To help tackle the problem, the report has five specific recommendations to address the long-standing, structural problem of a lack of available capital for scaleup companies. They are:

  • Create a National Blueprint for Growth that facilitates a strategic joined-up approach to support and champion economic growth. It should be more consistent and cover all regions and sectors
  • Unlock institutional and corporate funding promptly by changing the legislation and organisation in the existing significant private sector capital, which could make inroads into closing the growth capital gap
  • Build up the British Business Bank (BBB) by increasing its regional presence with empowered decision making. This should be rolled out under a national framework and continue the developments of its products. The Scottish Investment Bank (SIB), Development Bank of Wales and Invest NI need to be onboard with this
  • Expand the remit of Innovate UK and its direct release of innovation capital to the most innovative, early stage and scaling businesses
  • Put a Future Opportunity Fund into action to develop various sectors and impact the investing potential of emerging, socially inclusive markets, including the carbon net-zero economy

Closing the growth funding gap is important to overcome several long-term structural issues that have impacted on scaleup growth. Addressing these could result in a ten to 20 per cent boost in business investment and a doubling of the number of scaleups in the UK.
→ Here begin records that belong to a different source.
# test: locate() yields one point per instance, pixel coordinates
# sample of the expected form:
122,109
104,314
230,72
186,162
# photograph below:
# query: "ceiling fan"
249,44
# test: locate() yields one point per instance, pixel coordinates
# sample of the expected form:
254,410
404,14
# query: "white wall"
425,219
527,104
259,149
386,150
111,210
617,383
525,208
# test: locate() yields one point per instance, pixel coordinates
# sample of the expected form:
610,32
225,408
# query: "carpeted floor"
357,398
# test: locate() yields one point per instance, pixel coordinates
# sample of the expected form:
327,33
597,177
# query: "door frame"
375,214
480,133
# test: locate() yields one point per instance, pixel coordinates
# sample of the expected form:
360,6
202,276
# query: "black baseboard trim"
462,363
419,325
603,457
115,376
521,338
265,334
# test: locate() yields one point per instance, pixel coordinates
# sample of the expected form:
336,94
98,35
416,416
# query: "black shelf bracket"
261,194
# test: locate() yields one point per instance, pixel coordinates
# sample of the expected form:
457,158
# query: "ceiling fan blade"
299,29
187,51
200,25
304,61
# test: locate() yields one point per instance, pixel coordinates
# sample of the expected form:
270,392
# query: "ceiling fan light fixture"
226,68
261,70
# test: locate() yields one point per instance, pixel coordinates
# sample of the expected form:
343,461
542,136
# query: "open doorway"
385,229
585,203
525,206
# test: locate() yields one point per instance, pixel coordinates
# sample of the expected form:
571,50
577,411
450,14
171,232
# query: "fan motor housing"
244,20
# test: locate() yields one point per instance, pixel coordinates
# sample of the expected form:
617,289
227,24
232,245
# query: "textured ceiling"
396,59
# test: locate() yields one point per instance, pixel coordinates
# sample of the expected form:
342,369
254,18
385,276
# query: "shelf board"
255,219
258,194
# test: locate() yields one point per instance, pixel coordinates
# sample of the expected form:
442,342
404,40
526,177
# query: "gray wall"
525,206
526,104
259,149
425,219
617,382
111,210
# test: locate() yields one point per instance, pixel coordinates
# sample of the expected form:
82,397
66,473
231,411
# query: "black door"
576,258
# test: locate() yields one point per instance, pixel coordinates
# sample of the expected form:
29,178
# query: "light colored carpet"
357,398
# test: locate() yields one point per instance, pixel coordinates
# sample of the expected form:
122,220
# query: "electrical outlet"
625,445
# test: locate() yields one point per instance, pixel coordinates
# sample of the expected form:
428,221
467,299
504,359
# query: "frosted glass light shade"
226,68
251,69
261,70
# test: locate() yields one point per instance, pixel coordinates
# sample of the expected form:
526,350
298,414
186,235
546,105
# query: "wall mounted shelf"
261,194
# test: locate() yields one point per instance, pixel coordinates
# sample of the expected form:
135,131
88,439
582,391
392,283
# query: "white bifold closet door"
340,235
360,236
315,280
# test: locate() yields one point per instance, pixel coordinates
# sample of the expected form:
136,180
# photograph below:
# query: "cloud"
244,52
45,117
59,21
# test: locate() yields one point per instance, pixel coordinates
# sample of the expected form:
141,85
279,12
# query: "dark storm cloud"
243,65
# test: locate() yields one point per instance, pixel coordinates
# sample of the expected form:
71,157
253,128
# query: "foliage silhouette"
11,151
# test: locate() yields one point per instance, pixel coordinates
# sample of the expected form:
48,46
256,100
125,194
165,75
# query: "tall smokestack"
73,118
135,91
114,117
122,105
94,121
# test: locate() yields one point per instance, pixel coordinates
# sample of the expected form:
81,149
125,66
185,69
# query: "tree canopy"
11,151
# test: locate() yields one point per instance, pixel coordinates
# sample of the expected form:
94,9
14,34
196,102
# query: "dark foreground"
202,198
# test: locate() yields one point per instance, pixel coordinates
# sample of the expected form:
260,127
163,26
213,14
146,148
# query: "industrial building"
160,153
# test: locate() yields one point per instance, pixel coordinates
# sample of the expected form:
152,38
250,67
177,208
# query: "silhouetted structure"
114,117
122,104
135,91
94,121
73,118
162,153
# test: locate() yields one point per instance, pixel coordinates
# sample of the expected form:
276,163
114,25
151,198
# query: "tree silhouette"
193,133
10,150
Richard Kibble, UK head of banking at Deloitte, said: “No one can deny the widespread disruption caused by the COVID-19 pandemic. In the short and medium term, it’s vital that we find new ways to get the economy growing again.

“However, longer term it also represents a unique opportunity to reset some of the fundamental challenges the UK has faced for quite some time – regional levelling up, diversity, carbon emissions, unemployment – to name but a few.

“We believe therefore that COVID-19 should act as a catalyst for change. Now more than ever it is vital that businesses are encouraged to start and scale up to their full potential. After all, it could be a chance to create a positive and lasting legacy from the upheaval of this crisis.”